I listened to actor, presenter, and ‘activist’ Tony Robinson choose his Desert Island Discs on Sunday. He’s a doctrinaire leftist, and all my prejudices are on the opposite side, so I didn’t expect I would be cheering the man on. Nor did I. I’m an ardent listener to Desert Island Discs and I don’t think I have ever heard such flagrant moral vanity in a castaway.
However, he said two things that I agreed with profoundly. One was that we owe a debt of gratitude to the generation who fought the war and that we ought to treat them better in their old age. The other was how thrilling it is to take your grandchild to the zoo, as he had recently done.
Of course, the first goes without saying — though I was surprised to hear this vast repository of conservatism applauded. The second I would have dismissed as sentimental twaddle up to about 19 months ago, when my first grandchild, Oscar, was born. But I’m so ludicrously besotted by my grandson now that my boy looks at me askance. Not the least odd thing about the strange business is that Oscar returns his grandfather’s love no less passionately. It was almost disappointing to find Tony Robinson and I have so much in common.

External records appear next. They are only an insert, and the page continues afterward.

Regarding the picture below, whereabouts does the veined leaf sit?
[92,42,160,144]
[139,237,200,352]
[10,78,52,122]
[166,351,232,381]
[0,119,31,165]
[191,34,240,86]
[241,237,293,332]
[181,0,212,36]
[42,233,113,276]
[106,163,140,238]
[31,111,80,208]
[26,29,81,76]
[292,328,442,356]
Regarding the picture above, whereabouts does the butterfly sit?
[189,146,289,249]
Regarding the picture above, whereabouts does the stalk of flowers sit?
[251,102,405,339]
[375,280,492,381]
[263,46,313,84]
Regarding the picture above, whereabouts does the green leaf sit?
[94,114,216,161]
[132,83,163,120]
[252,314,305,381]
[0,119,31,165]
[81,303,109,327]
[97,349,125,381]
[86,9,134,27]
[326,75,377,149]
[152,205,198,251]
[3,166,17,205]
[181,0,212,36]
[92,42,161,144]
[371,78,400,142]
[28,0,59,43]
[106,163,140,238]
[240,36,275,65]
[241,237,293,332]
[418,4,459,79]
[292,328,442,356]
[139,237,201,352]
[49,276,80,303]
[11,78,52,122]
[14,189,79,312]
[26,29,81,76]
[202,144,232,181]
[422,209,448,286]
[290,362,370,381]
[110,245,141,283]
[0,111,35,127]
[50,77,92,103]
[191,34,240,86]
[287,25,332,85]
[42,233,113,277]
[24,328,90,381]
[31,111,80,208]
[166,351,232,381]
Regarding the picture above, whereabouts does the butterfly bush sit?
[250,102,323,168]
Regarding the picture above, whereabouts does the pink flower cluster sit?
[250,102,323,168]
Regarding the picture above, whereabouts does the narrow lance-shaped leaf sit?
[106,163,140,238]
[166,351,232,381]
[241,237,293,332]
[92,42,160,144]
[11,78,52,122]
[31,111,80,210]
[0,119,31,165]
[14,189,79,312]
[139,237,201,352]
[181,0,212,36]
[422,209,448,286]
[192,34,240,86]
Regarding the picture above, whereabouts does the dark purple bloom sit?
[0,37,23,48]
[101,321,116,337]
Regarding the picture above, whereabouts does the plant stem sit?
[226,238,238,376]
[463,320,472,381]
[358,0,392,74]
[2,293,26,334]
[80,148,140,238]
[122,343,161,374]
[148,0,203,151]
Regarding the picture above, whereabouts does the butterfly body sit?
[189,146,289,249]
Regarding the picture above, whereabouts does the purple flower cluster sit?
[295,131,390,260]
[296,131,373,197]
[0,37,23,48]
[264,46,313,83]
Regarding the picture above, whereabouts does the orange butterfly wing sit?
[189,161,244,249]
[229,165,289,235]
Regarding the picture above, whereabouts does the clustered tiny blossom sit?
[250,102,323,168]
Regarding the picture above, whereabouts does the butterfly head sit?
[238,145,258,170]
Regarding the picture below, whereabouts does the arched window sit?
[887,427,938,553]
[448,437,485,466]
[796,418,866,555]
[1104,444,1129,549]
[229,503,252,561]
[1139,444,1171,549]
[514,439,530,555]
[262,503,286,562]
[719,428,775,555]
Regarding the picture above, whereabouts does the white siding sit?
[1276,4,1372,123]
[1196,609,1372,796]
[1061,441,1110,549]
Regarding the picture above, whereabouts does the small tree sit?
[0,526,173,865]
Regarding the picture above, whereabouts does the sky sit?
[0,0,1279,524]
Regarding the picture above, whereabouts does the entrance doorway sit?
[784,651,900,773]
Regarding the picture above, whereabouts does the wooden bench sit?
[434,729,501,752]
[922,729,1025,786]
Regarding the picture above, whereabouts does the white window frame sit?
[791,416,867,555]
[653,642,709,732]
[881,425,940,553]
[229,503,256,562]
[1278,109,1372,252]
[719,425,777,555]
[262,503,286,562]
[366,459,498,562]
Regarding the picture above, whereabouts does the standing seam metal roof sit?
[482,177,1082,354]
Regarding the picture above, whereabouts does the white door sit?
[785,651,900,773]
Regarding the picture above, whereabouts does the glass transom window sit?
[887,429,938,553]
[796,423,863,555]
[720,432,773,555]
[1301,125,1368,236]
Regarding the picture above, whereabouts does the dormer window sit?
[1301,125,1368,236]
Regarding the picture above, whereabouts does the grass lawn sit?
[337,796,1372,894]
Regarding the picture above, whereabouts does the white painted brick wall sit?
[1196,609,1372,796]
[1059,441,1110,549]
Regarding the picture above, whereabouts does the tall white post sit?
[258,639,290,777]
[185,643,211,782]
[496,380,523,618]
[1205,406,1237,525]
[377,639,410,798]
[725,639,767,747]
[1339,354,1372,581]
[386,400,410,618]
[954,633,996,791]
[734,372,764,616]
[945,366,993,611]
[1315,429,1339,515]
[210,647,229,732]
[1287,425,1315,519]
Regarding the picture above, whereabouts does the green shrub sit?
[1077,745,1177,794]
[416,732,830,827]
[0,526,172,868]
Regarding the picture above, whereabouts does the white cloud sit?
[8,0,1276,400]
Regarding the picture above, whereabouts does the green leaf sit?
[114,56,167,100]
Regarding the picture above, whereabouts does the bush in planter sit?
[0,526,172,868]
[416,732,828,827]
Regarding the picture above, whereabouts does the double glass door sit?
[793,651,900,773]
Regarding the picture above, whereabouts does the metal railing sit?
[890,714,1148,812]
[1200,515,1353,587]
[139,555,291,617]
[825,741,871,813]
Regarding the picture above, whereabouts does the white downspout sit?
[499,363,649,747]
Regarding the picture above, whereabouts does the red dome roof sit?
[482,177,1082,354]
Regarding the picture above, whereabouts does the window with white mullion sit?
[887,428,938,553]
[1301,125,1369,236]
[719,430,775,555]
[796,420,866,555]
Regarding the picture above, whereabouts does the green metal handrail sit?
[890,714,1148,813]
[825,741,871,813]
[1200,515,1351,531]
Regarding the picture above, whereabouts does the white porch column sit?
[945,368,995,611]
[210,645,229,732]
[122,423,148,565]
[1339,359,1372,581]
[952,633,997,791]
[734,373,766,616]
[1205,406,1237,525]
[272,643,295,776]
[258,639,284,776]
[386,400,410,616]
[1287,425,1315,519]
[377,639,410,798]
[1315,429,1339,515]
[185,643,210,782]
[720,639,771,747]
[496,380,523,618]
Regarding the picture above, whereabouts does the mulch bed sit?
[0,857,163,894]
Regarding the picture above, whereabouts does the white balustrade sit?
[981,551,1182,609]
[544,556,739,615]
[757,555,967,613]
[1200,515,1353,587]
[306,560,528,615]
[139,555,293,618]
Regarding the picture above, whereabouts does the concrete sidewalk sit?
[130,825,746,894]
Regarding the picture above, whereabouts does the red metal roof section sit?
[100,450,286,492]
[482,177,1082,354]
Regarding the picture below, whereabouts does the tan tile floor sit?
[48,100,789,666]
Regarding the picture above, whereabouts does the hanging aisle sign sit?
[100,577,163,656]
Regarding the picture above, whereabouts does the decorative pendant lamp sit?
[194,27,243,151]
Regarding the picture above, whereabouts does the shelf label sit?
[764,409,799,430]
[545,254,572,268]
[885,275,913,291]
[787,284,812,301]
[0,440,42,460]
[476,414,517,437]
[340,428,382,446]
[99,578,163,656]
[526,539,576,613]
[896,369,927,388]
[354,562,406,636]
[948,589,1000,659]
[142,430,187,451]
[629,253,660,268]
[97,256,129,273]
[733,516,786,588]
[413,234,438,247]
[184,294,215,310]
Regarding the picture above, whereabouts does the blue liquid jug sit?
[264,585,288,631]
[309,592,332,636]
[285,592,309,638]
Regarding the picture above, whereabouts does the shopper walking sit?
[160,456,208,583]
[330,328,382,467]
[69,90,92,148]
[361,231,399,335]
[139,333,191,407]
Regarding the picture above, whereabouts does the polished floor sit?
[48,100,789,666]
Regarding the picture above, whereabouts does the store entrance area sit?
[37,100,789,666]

When I go round to see Oscar, we have a little routine going. I hoist him up into my arms and we check the lampshades for resting flies. If we find one — it’s usually the same fruit fly — he pokes it into life with his forefinger. We’ve been persecuting this one individual like this for weeks. Oscar and I can be as excited about hunting fruit flies as people used to be about hunting tigers.